Managing this shift efficiently and effectively, by adopting the right technologies, is critical for building owners. Legacy FM services can’t address customer expectations around customized, modern, service-led and experience-driven facilities. The scene is set for the commercial real estate sector to reframe its priorities and deliver on these emerging needs, through future-ready innovative technologies. 

A trend currently gathering momentum within the facilities management industry is the use of enterprise-wide and data-driven software platforms. This solution uses a combination of IoT to monitor real-time performance, along with AI and Machine Learning to extract actionable insights to empower informed decision-making. Such a unified platform gives building owners the ability to optimize entire portfolios, by utilizing data that their automation already generates, but which is currently not being used to derive actionable insights. 

The eventual aim is to manage buildings predictively, to deliver value and unprecedented occupant experiences. Technology has emerged as the greatest enabler of this “customer experiential”. It is the ally empowering FMs and CRE owners with portfolio wide transparency, which creates “delightful” customer experiences. An enterprise-wide software platform, for facilities operations and maintenance, can give owners the edge in a crowded marketplace. It identifies them as providers of superior occupant experiences, for which customers are willing to pay a premium.
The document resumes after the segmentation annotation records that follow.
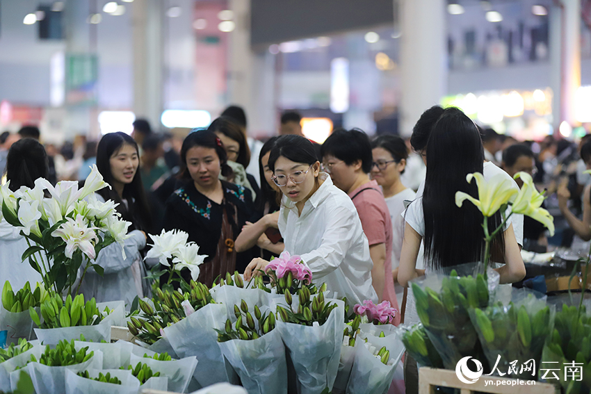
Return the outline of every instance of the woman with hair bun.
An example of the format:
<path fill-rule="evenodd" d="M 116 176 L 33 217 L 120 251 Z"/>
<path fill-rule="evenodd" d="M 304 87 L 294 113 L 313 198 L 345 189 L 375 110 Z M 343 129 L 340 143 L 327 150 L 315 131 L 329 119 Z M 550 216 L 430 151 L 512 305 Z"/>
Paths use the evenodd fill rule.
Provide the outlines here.
<path fill-rule="evenodd" d="M 180 177 L 186 184 L 166 201 L 164 229 L 188 233 L 188 240 L 207 255 L 200 266 L 199 281 L 211 286 L 218 277 L 242 272 L 252 258 L 250 251 L 236 253 L 234 246 L 247 221 L 256 222 L 250 191 L 219 179 L 232 175 L 226 151 L 211 131 L 189 134 L 181 149 Z M 189 272 L 181 272 L 190 279 Z"/>

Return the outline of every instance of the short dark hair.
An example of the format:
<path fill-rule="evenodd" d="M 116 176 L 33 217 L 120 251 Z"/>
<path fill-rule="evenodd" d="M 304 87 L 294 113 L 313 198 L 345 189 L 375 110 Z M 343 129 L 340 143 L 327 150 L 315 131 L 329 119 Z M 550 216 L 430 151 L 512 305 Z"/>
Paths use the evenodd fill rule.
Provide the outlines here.
<path fill-rule="evenodd" d="M 6 142 L 6 140 L 8 139 L 8 136 L 10 135 L 10 131 L 4 131 L 1 134 L 0 134 L 0 145 L 3 144 Z"/>
<path fill-rule="evenodd" d="M 522 156 L 526 156 L 532 158 L 535 158 L 533 151 L 528 147 L 523 144 L 511 145 L 503 151 L 503 163 L 507 167 L 512 167 Z"/>
<path fill-rule="evenodd" d="M 187 151 L 193 147 L 203 147 L 216 150 L 218 158 L 220 159 L 222 175 L 229 177 L 232 174 L 232 168 L 228 165 L 228 156 L 226 150 L 220 138 L 216 133 L 209 130 L 195 129 L 183 141 L 181 147 L 181 171 L 179 172 L 181 179 L 191 179 L 191 174 L 187 169 Z"/>
<path fill-rule="evenodd" d="M 284 112 L 281 115 L 281 124 L 285 124 L 288 122 L 295 122 L 299 124 L 302 122 L 302 115 L 296 111 Z"/>
<path fill-rule="evenodd" d="M 591 140 L 587 141 L 581 147 L 581 158 L 585 163 L 591 160 Z"/>
<path fill-rule="evenodd" d="M 19 134 L 23 138 L 33 138 L 37 140 L 41 137 L 39 128 L 36 126 L 24 126 L 19 130 Z"/>
<path fill-rule="evenodd" d="M 250 149 L 246 141 L 246 136 L 232 119 L 226 116 L 220 116 L 211 122 L 207 130 L 213 133 L 219 131 L 228 138 L 231 138 L 238 142 L 240 146 L 240 151 L 238 152 L 238 158 L 236 162 L 241 164 L 246 168 L 250 163 Z"/>
<path fill-rule="evenodd" d="M 441 106 L 433 106 L 421 114 L 410 136 L 410 145 L 416 151 L 422 151 L 427 146 L 431 129 L 444 110 Z"/>
<path fill-rule="evenodd" d="M 309 140 L 300 136 L 289 134 L 282 136 L 276 140 L 269 154 L 269 168 L 275 172 L 275 163 L 283 156 L 294 163 L 303 163 L 310 165 L 318 161 L 316 149 Z"/>
<path fill-rule="evenodd" d="M 404 140 L 398 136 L 394 134 L 380 136 L 371 142 L 371 149 L 375 148 L 382 148 L 390 152 L 392 158 L 396 161 L 396 163 L 400 163 L 402 159 L 408 158 L 408 148 L 406 147 Z M 403 170 L 400 174 L 403 174 L 404 171 Z"/>
<path fill-rule="evenodd" d="M 39 141 L 23 138 L 13 144 L 6 156 L 6 179 L 10 181 L 11 190 L 21 186 L 32 189 L 35 180 L 47 179 L 49 174 L 47 154 Z"/>
<path fill-rule="evenodd" d="M 230 106 L 220 116 L 227 116 L 238 126 L 246 127 L 246 114 L 242 107 Z"/>
<path fill-rule="evenodd" d="M 145 136 L 152 134 L 152 127 L 149 126 L 149 122 L 145 119 L 136 119 L 133 122 L 133 129 L 140 134 Z"/>
<path fill-rule="evenodd" d="M 162 136 L 158 134 L 148 134 L 144 140 L 142 142 L 142 149 L 144 151 L 155 151 L 158 149 L 158 145 L 163 142 Z"/>
<path fill-rule="evenodd" d="M 490 127 L 485 129 L 481 134 L 480 138 L 483 140 L 483 144 L 492 141 L 493 140 L 501 140 L 502 139 L 501 135 Z"/>
<path fill-rule="evenodd" d="M 335 130 L 322 145 L 320 151 L 323 158 L 332 155 L 347 165 L 361 161 L 363 172 L 368 174 L 371 171 L 371 144 L 367 134 L 359 129 Z"/>

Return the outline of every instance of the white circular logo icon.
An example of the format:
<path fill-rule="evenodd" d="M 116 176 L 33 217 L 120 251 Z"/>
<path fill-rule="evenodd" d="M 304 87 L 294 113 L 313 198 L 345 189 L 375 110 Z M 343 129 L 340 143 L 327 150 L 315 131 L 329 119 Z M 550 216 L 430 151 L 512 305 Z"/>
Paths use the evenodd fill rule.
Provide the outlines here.
<path fill-rule="evenodd" d="M 476 365 L 476 370 L 473 371 L 468 367 L 468 361 L 471 359 L 469 356 L 464 357 L 455 365 L 455 375 L 460 381 L 469 384 L 476 383 L 478 378 L 483 375 L 483 365 L 476 359 L 471 360 Z"/>

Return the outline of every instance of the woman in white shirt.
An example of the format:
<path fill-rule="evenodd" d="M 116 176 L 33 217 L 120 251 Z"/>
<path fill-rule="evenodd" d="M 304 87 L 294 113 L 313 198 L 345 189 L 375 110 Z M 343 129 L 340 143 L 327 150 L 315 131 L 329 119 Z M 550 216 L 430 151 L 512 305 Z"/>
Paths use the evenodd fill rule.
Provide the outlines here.
<path fill-rule="evenodd" d="M 426 147 L 427 177 L 422 198 L 415 199 L 405 215 L 398 269 L 398 282 L 404 286 L 423 273 L 416 269 L 421 240 L 425 242 L 425 265 L 439 269 L 480 261 L 484 249 L 483 216 L 472 204 L 455 205 L 455 192 L 463 191 L 478 198 L 474 182 L 466 175 L 483 172 L 484 153 L 474 123 L 458 108 L 447 108 L 431 131 Z M 490 227 L 501 223 L 499 213 L 489 220 Z M 521 280 L 526 274 L 512 224 L 493 241 L 496 261 L 505 265 L 496 270 L 501 283 Z"/>
<path fill-rule="evenodd" d="M 312 281 L 326 283 L 331 297 L 346 297 L 350 305 L 378 301 L 371 285 L 369 245 L 351 199 L 320 172 L 312 143 L 299 136 L 280 137 L 269 156 L 273 179 L 284 195 L 279 230 L 285 250 L 300 255 Z M 255 258 L 245 280 L 264 271 L 268 261 Z"/>

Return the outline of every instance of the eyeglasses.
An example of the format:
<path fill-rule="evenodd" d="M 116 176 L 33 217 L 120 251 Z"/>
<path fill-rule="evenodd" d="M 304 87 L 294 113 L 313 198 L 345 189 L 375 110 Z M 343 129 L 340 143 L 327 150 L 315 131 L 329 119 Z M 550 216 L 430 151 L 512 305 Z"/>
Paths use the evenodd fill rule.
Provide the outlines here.
<path fill-rule="evenodd" d="M 371 163 L 371 169 L 373 170 L 373 167 L 377 166 L 378 170 L 380 171 L 384 171 L 388 167 L 388 165 L 391 163 L 397 163 L 396 160 L 390 160 L 388 161 L 382 161 L 381 160 L 378 161 L 374 161 Z"/>
<path fill-rule="evenodd" d="M 291 174 L 291 175 L 284 175 L 280 174 L 279 175 L 273 174 L 271 177 L 271 179 L 277 186 L 285 186 L 287 185 L 288 179 L 291 179 L 291 181 L 296 184 L 301 183 L 306 179 L 306 174 L 310 170 L 311 168 L 311 165 L 308 167 L 305 171 L 296 171 Z"/>

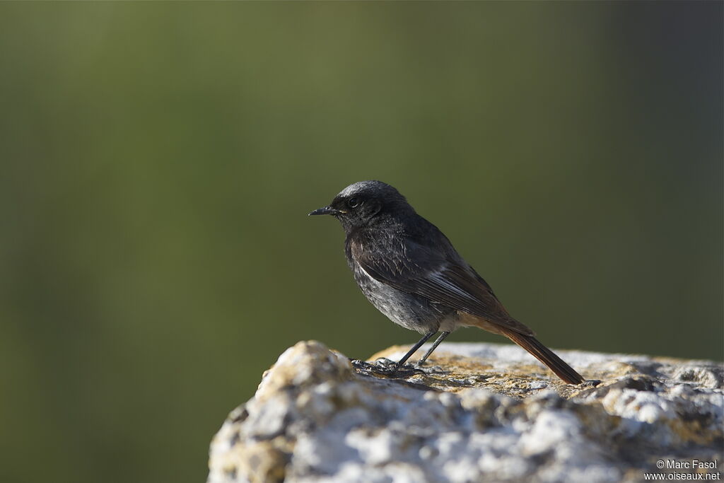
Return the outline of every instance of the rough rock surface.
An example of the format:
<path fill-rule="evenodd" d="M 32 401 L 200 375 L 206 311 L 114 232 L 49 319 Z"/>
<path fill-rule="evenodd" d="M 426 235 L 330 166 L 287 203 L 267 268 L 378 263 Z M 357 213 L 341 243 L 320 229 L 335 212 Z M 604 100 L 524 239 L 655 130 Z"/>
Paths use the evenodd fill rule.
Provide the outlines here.
<path fill-rule="evenodd" d="M 600 382 L 508 345 L 445 343 L 392 379 L 300 342 L 214 437 L 208 482 L 722 479 L 720 363 L 557 352 Z"/>

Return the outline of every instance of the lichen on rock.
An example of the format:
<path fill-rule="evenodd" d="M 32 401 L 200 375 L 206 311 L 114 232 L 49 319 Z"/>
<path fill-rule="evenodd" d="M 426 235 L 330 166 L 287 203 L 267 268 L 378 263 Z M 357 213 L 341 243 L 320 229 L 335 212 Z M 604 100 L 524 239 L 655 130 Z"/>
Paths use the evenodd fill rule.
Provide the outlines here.
<path fill-rule="evenodd" d="M 600 382 L 565 385 L 508 345 L 445 343 L 423 371 L 393 379 L 300 342 L 214 437 L 208 482 L 721 479 L 721 364 L 560 354 Z"/>

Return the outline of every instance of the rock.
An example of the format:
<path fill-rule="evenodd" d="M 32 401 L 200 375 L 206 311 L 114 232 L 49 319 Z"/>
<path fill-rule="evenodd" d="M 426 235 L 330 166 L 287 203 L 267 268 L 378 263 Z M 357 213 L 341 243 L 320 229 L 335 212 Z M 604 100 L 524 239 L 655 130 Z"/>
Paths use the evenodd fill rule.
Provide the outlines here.
<path fill-rule="evenodd" d="M 208 483 L 721 479 L 721 364 L 557 352 L 600 382 L 510 345 L 444 343 L 395 379 L 298 343 L 214 437 Z"/>

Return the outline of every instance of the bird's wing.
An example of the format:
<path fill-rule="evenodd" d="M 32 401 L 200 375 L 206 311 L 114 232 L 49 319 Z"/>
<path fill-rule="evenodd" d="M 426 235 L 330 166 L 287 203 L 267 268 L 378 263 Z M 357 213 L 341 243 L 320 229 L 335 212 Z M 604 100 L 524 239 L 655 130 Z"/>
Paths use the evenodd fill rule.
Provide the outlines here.
<path fill-rule="evenodd" d="M 471 314 L 486 321 L 532 335 L 533 331 L 511 317 L 489 285 L 458 255 L 442 233 L 442 245 L 433 237 L 426 245 L 409 238 L 399 237 L 392 243 L 400 249 L 385 251 L 384 256 L 363 240 L 353 241 L 350 248 L 354 259 L 370 277 L 398 290 L 424 297 L 456 310 Z M 390 253 L 396 256 L 390 256 Z M 420 264 L 416 261 L 424 261 Z"/>

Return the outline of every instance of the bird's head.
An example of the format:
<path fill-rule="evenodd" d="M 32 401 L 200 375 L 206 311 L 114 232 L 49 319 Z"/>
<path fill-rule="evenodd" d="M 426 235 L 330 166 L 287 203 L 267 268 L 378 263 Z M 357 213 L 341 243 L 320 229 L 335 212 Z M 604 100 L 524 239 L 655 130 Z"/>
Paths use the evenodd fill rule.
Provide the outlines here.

Gartner forecasts that 25 billion devices and gadgets will be connected by 2020, up from 4.9 billion in 2015. Smart buildings, with lights, sensors, HVAC units, automated doors, CCTV and more integrated into a network, will be increasingly common. In addition, as people choose to work for longer, organisations will need to be responsive to the needs of different generations of employees. 

Today’s commercial real estate owners are looking to differentiate themselves as operators of modern and smart facilities. A focus on customer experience provides the perfect competitive edge, to set them apart. Technology is enabling real time value creation in buildings, and putting FMs and CRE owners front and center, as the providers of this value.

An enterprise-wide facilities operations and maintenance platform can help manage buildings centrally. It allows commercial real estate businesses to work better, scale faster, provide responsive services and deliver outstanding customer experiences. CRE owners can achieve dramatic upgrades in quality and empower their teams with the right tools to create value-added services. With real time data, managers can identify and solve problems faster, predict anomalies and proactively manage facilities, enabling a seamless experience for customers and better ROI for owners and investors.  

Technology and changing attitudes to the workplace are driving a transformation of commercial real estate. FM is coming of age, as it seeks to blend empathy, strategic thinking, commercial expertise and an eye for innovation. Tenant work-life harmony is becoming a key focus for building owners and space is being seen as an experience, rather than as a commodity. Passive and siloed data is being analyzed for actionable insights in real-time. Digital technology is emerging as a key tool to manage buildings. The stage is set for unified, enterprise-level management of buildings to emerge as the next big thing in commercial real estate.